О чем они разговаривали, на каком языке — секретом не осталось. Впредь слесари стали получать на рубль-два больше, чем раньше, Дмитрий же рабочими был окончательно принят в свои.
Частенько кто-либо из рабочих обращался к Медведеву как к грамотному человеку с просьбой объяснить непонятное место в газете. Порой после этого разгорался свор, и Дмитрий не всегда выходил из него победителем. У него, конечно, были знания, какими не располагали товарищи по цеху, но даже самые малограмотные из них знали о жизни что-то такое, что ему пока было неведомо.
Однажды Дмитрий стал свидетелем, как в саду Общества трезвости два хулигана приставали к одинокой девушке. Он вступился за нее, и хулиганы ретировались. Однако у ворот сада его встретила уже целая ватага.
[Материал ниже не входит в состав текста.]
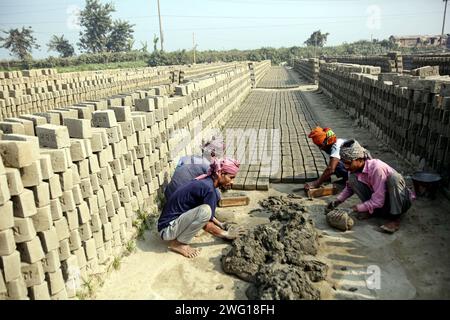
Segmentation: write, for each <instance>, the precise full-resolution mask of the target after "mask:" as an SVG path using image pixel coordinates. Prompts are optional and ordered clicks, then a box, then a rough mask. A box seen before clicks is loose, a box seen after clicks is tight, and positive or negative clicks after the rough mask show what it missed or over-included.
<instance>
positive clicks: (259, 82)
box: [248, 60, 271, 88]
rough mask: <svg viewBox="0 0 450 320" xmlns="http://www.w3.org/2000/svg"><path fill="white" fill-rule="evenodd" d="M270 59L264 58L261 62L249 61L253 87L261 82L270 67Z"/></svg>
mask: <svg viewBox="0 0 450 320" xmlns="http://www.w3.org/2000/svg"><path fill="white" fill-rule="evenodd" d="M270 65H271V62H270V60H263V61H261V62H249V63H248V66H249V68H250V79H251V82H252V88H256V87H257V86H258V84H259V83H260V82H261V79H262V78H264V77H265V75H266V74H267V72H268V71H269V69H270Z"/></svg>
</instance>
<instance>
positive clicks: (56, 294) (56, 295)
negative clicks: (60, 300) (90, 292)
mask: <svg viewBox="0 0 450 320" xmlns="http://www.w3.org/2000/svg"><path fill="white" fill-rule="evenodd" d="M50 299H51V300H68V299H69V296H68V295H67V291H66V288H64V289H63V290H61V291H60V292H57V293H55V294H54V295H52V296H50Z"/></svg>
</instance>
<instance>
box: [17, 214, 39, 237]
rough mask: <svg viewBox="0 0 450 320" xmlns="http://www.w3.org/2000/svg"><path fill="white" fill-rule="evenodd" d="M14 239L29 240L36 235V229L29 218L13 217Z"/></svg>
mask: <svg viewBox="0 0 450 320" xmlns="http://www.w3.org/2000/svg"><path fill="white" fill-rule="evenodd" d="M13 231H14V240H15V241H16V243H22V242H26V241H31V240H33V238H35V237H36V229H35V228H34V225H33V220H32V219H31V218H17V217H15V218H14V228H13Z"/></svg>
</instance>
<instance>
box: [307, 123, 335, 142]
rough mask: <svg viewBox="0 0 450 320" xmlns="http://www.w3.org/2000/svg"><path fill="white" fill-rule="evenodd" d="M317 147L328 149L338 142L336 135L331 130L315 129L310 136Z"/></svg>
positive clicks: (328, 129) (315, 127) (325, 129)
mask: <svg viewBox="0 0 450 320" xmlns="http://www.w3.org/2000/svg"><path fill="white" fill-rule="evenodd" d="M308 138H311V139H312V140H313V142H314V144H315V145H317V146H319V147H326V146H329V145H332V144H334V143H335V142H336V134H335V133H334V132H333V130H331V129H330V128H321V127H315V128H314V129H313V130H312V131H311V132H310V133H309V135H308Z"/></svg>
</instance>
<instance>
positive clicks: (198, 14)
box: [0, 0, 450, 59]
mask: <svg viewBox="0 0 450 320" xmlns="http://www.w3.org/2000/svg"><path fill="white" fill-rule="evenodd" d="M102 2H103V3H107V2H112V3H113V4H114V5H115V8H116V12H115V13H113V17H114V18H119V19H124V20H128V21H130V22H131V23H133V24H135V27H134V29H135V34H134V35H135V40H136V41H135V46H134V47H135V48H137V49H139V48H141V47H142V45H141V43H142V42H145V41H147V43H148V46H149V49H151V48H152V39H153V35H154V34H156V35H157V36H159V24H158V10H157V0H111V1H105V0H102ZM84 3H85V1H84V0H60V1H57V0H35V1H26V0H1V2H0V30H8V29H9V28H17V27H19V28H21V27H22V26H31V27H32V28H33V30H34V31H35V34H34V36H35V37H36V38H37V40H38V43H39V44H40V45H41V48H40V49H38V50H34V51H33V56H34V57H35V58H44V57H47V56H49V55H53V56H56V55H57V54H56V53H55V52H48V51H47V46H46V44H47V43H48V41H49V39H50V38H51V37H52V35H54V34H57V35H61V34H64V36H65V37H66V38H68V39H69V40H70V42H71V43H72V44H75V43H76V42H77V41H78V35H79V31H78V30H77V29H76V28H75V27H74V25H73V23H72V21H74V15H73V13H72V12H74V8H83V7H84ZM160 5H161V15H162V23H163V31H164V49H165V50H166V51H173V50H179V49H186V50H190V49H191V48H192V34H193V33H195V40H196V43H197V45H198V47H197V48H198V50H208V49H213V50H228V49H255V48H260V47H263V46H266V47H267V46H270V47H276V48H279V47H290V46H294V45H297V46H300V45H302V44H303V42H304V41H305V40H306V39H307V38H308V37H309V35H310V34H311V33H312V32H313V31H314V30H319V29H320V30H321V31H322V32H329V33H330V35H329V37H328V42H327V44H328V45H337V44H341V43H343V42H352V41H356V40H361V39H370V38H371V37H373V38H377V39H383V38H388V37H389V36H390V35H414V34H440V33H441V28H442V18H443V11H444V2H443V1H442V0H395V1H392V0H367V1H364V0H160ZM447 11H448V12H449V11H450V8H449V9H448V10H447ZM448 12H447V22H446V28H445V32H446V33H449V32H450V27H449V24H450V18H449V15H450V14H449V13H448ZM77 53H79V50H78V48H77ZM7 58H10V56H9V52H8V51H6V50H4V49H0V59H7Z"/></svg>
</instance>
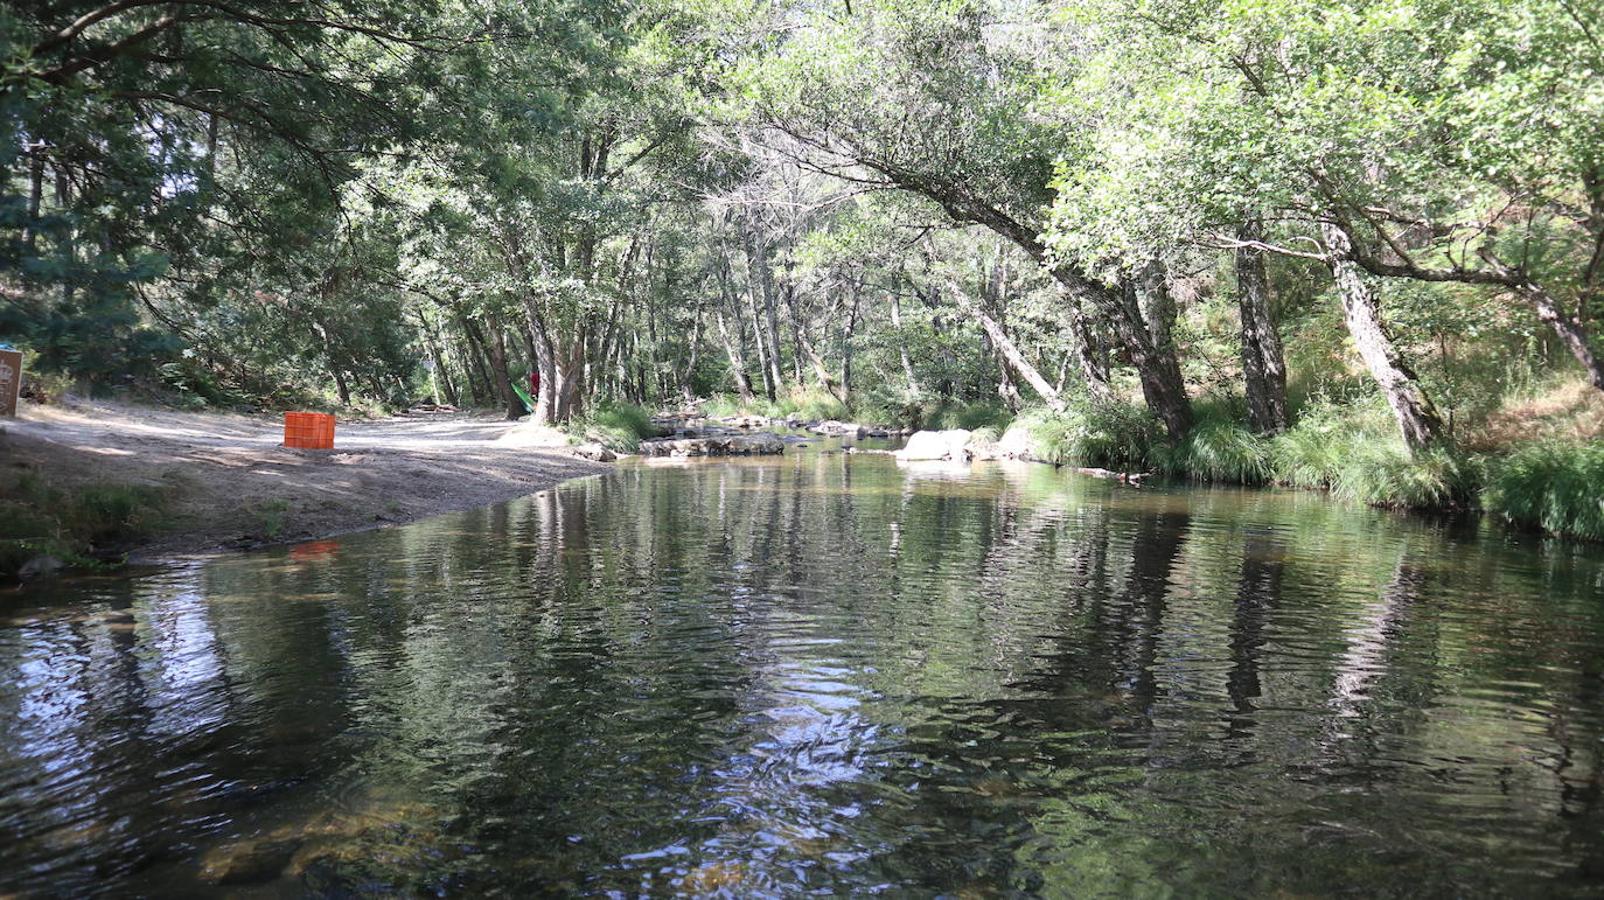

Вожак пошел на Дмитрия с ножом… Медведев спокойно сказал:
— Ну ударь!
Тот опустил руку… Видно, было что-то такое в серо-зеленых глазах высокого подростка, что смутило даже отпетого хулигана. Позднее, правда, уличная шпана все- таки отомстила Дмитрию. Его подкараулили в глухом безлюдном месте, ослепили сильным фонарем, набросили на голову мешок и избили до потери сознания.
В четырнадцать лет Дмитрий убежал из дома, чтобы прийти на помощь уже не одинокой обиженной девушке, а… крохотной далекой Черногории, поднявшейся против турецкого владычества на Балканах. Еще и двух товарищей увлек за собой. Разработал, как ему казалось, вполне реалистический маршрут: сначала пешком до Брянска, потом поездом до Одессы (конечно, «зайцами», денег у ребят было — кот наплакал), затем на лодке в Болгарию, оттуда до Черногории уже рукой подать.
Добраться ребята сумели только до Орла. Тут безбилетников изловили кондукторы. Домой беглецов вернули с полицией. В тот же день Николай Федорович, изрядно переволновавшийся за бессонную ночь, выпорол сына — второй и последний раз в жизни. Дмитрий прощения не просил, наказание терпел молча, но когда отец упрекнул его, что не пожалел он родителей, убежав из дому, выкрикнул с досадой:
— А черногорцев, которые там одни за свободу дерутся, тебе не жалко?
И Николай Федорович отбросил ремень в сторону…
4 апреля 1912 года на Ленских золотых приисках в Сибири солдаты расстреляли бастовавших с февраля рабочих. По всем промышленным центрам страны тотчас прокатилась волна стачек протеста. Осенью сотни тысяч рабочих бастовали уже в ответ на смертный приговор, вынесенный царским судом семнадцати матросам Черноморского флота.
Политические стачки, демонстрации, митинги 1912 года означали новый подъем революционного движения в России. Пражская конференция РСДРП 1912 года сформулировала позицию большевиков в этих условиях так: партия берет курс на демократическую революцию и на перерастание ее в социалистическую.
Как раз тогда усилиями Александра Медведева, Михаила Иванова, Григория Панкова и других большевиков на Брянском заводе была восстановлена партийная организация, разгромленная в период реакции. В Брянск приехал участник работы Пражской конференции Николай Кубяк. На нелегальном собрании в лесу близ озера Орлик он рассказал товарищам о решении конференции. Кубяк привез с собой и первые номера новой большевистской газеты «Правда». Ленинская газета стала регулярно поступать во все цеховые партячейки. Рабочие Бежицы собирали деньги на ее издание, регулярно посылали в редакцию корреспонденции о тяжелых условиях заводской жизни.
В первую годовщину Ленского расстрела большевики организовали и провели на заводе стачку памяти жертв жестокой расправы, в которой участвовало 11 тысяч человек. На многих заводах были расклеены большевистские листовки. Текст гласил: «Знайте, тираны, что каждая капля пролитой вами народной крови породила героев, которые гордо бросают вызов и говорят: «Стреляйте, вешайте, казните, купайтесь в крови. Ничто не может остановить народную месть. Ваш час уже пробил».
Мите было доподлинно известно, что к распространению этой листовки Александр имел прямое отношение, потому что видел у брата изрядную пачку прокламаций. Видимо, подозревали о том и власти, так как на следующий день после стачки, а точнее — ночью в дом Медведевых впервые нагрянула полиция. Всех подняли на ноги, несколько часов обыскивали комнаты, чердаки, чуланы. Митя и Алеша сидели в горнице и с ненавистью взирали на полицейских, шаривших по ящикам комодов, выворачивающих из сундуков вещи, заглядывающих, к негодованию Николая Федоровича, даже за иконы.